Let there be no confusion. I don't mean weigh stations, though truckers or those who live near long-haul shipping routes may presume otherwise, and I don't mean to rate various makes or models, even Italianate ones like Fiat or Alfa Romeo, as my brother N. W. Thomas so kindly suggested; I will leave these matters to Teamsters and the like. Rather, I wish to reflect a bit, not upon mirrors (though my chosen verb may imply it, and objects are no doubt closer than they appear), but upon an aspect of our modern society. I was about to say "upon our modern society," but then I realized that I would alienate a large portion of the blogosphere by infringing upon their province. (Blogger, by the bye, does not recognize the word blogosphere; I am outraged.)
After such a prooemium, you may be wondering what I'm getting at: so much the better, say I. I am talking about the practice that has developed in the United States particularly of planning, designing, and constructing things so as to accommodate that no doubt useful item of technology, the automobile, with the further effect of inconveniencing to a variably great extent, the pedestrian, who, unlike the automobile, has human dignity. I would like to imagine a scenario for a moment; I beseech my dear Realists not to be too put off by my flights of fancy. Idealists, this one's for you.
Imagine, I pray you, a man of another age, indeed, more or less any other age: let us say a Roman of the Late Republic. His praenomen is Gaius, or I daresay Marcus, but no matter. He comes to our time and begins, like a virtuous and civilized man, to follow a road in well-founded hopes of its leading to Rome.

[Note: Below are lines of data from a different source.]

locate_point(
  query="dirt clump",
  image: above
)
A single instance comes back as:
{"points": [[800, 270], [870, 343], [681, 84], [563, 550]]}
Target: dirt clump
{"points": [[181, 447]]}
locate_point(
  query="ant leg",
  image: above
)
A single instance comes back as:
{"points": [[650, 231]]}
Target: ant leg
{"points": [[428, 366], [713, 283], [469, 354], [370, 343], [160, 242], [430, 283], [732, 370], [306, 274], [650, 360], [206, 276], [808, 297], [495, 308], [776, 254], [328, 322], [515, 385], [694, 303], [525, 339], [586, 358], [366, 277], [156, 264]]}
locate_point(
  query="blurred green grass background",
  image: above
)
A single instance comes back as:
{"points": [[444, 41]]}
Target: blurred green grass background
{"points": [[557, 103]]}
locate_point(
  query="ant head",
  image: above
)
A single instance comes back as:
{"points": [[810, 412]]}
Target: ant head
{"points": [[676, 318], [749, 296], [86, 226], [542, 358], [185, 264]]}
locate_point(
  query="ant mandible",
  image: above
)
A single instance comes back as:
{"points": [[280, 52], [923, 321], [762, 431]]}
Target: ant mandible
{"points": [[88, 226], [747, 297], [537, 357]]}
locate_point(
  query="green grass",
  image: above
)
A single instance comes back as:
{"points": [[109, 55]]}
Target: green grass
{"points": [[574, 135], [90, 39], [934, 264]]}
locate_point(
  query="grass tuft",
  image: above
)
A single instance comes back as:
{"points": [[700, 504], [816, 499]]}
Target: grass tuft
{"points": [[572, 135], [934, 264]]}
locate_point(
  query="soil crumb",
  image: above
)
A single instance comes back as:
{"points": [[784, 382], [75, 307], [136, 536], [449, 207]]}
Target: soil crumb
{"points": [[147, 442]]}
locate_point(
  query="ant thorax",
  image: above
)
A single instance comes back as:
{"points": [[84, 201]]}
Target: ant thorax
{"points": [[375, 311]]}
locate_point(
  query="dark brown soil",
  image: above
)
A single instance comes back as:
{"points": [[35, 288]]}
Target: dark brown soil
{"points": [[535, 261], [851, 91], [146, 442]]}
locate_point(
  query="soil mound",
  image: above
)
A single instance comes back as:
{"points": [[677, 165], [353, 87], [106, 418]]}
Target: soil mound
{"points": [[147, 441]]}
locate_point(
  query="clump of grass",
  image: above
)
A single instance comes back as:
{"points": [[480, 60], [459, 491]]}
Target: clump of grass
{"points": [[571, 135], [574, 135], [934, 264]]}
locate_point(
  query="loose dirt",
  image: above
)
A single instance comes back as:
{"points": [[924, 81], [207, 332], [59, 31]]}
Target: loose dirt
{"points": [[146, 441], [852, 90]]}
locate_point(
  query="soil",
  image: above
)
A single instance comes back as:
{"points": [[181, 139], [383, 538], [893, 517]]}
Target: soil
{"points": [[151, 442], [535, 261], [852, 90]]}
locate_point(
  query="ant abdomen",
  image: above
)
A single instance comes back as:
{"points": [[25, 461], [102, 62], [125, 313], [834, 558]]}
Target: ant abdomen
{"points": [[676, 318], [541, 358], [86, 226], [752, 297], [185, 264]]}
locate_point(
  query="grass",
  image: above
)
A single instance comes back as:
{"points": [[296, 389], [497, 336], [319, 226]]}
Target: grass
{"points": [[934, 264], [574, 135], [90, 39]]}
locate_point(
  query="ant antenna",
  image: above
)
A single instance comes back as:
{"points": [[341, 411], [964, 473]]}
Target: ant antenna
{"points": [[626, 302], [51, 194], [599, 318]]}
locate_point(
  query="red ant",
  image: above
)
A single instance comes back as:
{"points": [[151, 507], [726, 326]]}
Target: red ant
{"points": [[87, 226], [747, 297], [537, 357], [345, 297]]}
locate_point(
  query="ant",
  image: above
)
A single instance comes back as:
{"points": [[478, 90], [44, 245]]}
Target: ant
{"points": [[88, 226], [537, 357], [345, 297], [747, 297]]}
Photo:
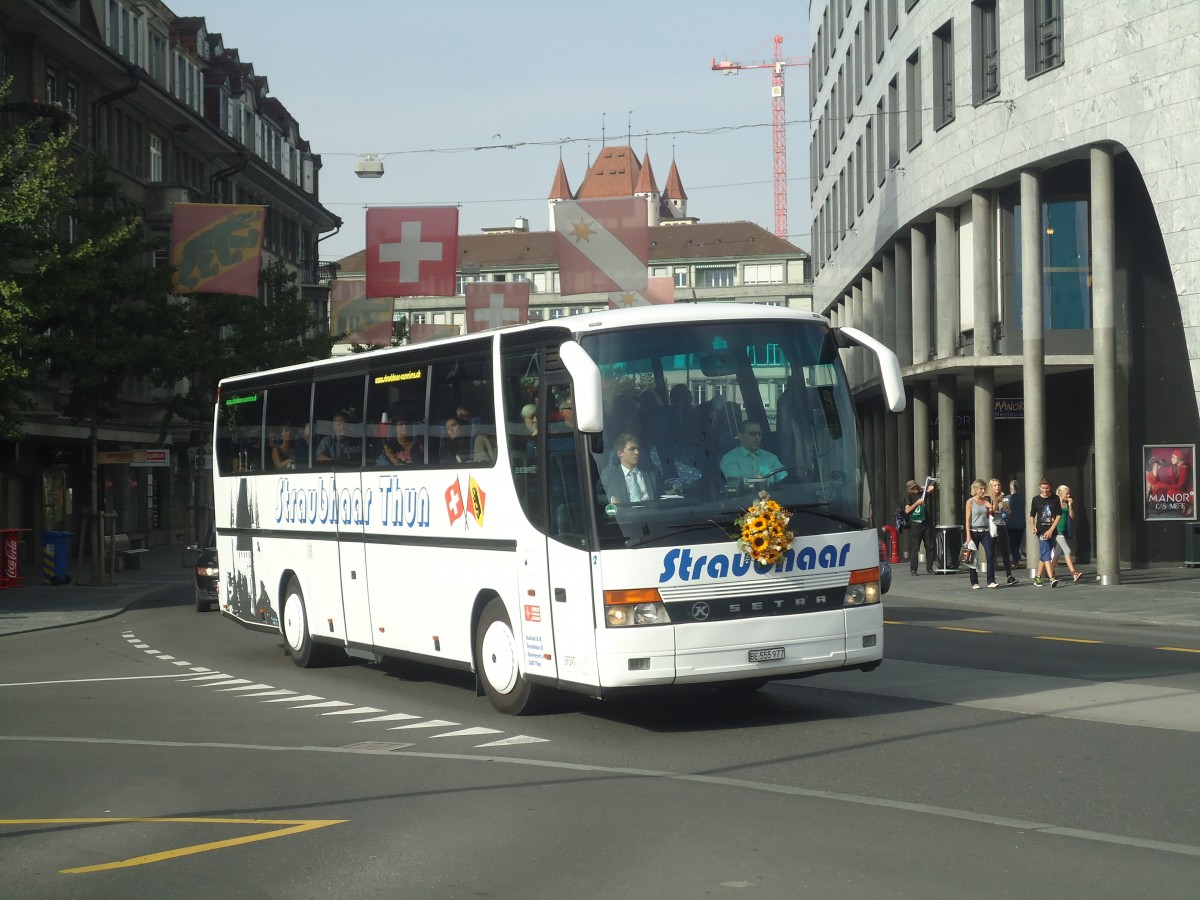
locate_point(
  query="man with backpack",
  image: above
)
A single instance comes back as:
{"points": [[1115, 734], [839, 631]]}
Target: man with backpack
{"points": [[921, 525]]}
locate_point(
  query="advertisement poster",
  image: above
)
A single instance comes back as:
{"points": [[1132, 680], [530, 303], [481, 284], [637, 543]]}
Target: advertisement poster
{"points": [[1170, 484]]}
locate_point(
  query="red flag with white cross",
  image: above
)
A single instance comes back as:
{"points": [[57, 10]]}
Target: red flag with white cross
{"points": [[604, 246], [497, 304], [412, 251]]}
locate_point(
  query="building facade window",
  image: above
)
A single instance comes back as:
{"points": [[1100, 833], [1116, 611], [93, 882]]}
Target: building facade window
{"points": [[893, 124], [1043, 36], [1066, 262], [155, 157], [943, 76], [717, 276], [762, 274], [985, 52], [912, 91]]}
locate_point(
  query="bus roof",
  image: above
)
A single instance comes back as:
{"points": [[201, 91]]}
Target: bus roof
{"points": [[580, 324]]}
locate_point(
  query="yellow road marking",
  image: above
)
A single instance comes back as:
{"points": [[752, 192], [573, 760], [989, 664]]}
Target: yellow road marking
{"points": [[293, 826]]}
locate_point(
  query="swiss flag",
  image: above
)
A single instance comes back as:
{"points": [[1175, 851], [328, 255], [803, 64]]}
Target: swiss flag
{"points": [[604, 246], [455, 507], [659, 291], [412, 251], [497, 304]]}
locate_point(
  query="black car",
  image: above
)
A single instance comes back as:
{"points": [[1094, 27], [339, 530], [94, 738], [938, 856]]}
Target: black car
{"points": [[207, 573]]}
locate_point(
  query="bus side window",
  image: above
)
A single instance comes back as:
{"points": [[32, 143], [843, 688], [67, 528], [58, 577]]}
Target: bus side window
{"points": [[337, 423]]}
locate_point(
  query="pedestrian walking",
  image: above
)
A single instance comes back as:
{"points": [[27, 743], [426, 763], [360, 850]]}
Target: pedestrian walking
{"points": [[1065, 532], [1001, 511], [1044, 515], [1017, 521], [921, 525], [977, 516]]}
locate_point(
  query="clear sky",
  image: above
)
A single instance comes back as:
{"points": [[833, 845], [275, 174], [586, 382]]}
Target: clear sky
{"points": [[426, 82]]}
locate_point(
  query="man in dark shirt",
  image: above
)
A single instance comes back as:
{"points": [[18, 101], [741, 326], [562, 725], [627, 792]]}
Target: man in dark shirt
{"points": [[1044, 515]]}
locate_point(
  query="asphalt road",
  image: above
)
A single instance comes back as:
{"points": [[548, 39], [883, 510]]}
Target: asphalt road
{"points": [[168, 753]]}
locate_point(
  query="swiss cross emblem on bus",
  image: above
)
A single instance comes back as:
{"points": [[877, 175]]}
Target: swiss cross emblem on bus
{"points": [[412, 251]]}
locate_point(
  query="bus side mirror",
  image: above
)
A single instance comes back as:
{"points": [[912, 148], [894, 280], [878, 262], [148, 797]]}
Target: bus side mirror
{"points": [[585, 387], [889, 366]]}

He comes, let us say, to a market of sorts, what we today call a shopping center, a strip mall, or a Series of Shoppes. He at first wonders what it could be, for it is separated from the roadway by a field, or a group of fields, entirely paved. He estimates that the nearest building is a furlong from the road, though this maybe an exaggeration, he thinks. He considers the patrician villas in various outskirts of Roman towns, and wonders if this might be something similar. Let him look as he will for signs of habitation; it is in vain. Instead as he traverses the paved field he notes that the place has a commercial appearance, and is in fact a group of places to buy things. Why, he wonders, separate the products from the consumer? (He sometimes thinks in very 20th century ways.) And why, he further considers, is all the writing so oversized? As one walks along beside the shop, one cannot receive any useful information. He becomes a bit frustrated, and wishes that some roads led to Rome a bit more quickly.
To be continued...
Click here to donwload a podcast of this post; please note that while the podcast does not say "To be continued", it is to be continued.
I look forward to the continuation of this post. I am not infrequently vexed by the relative impossibility of getting from A to B without a C(ar). I'm also particularly interested in the subject since I'll soon be living within a few furlongs of my workplace, but they are far from foot-friendly furlongs.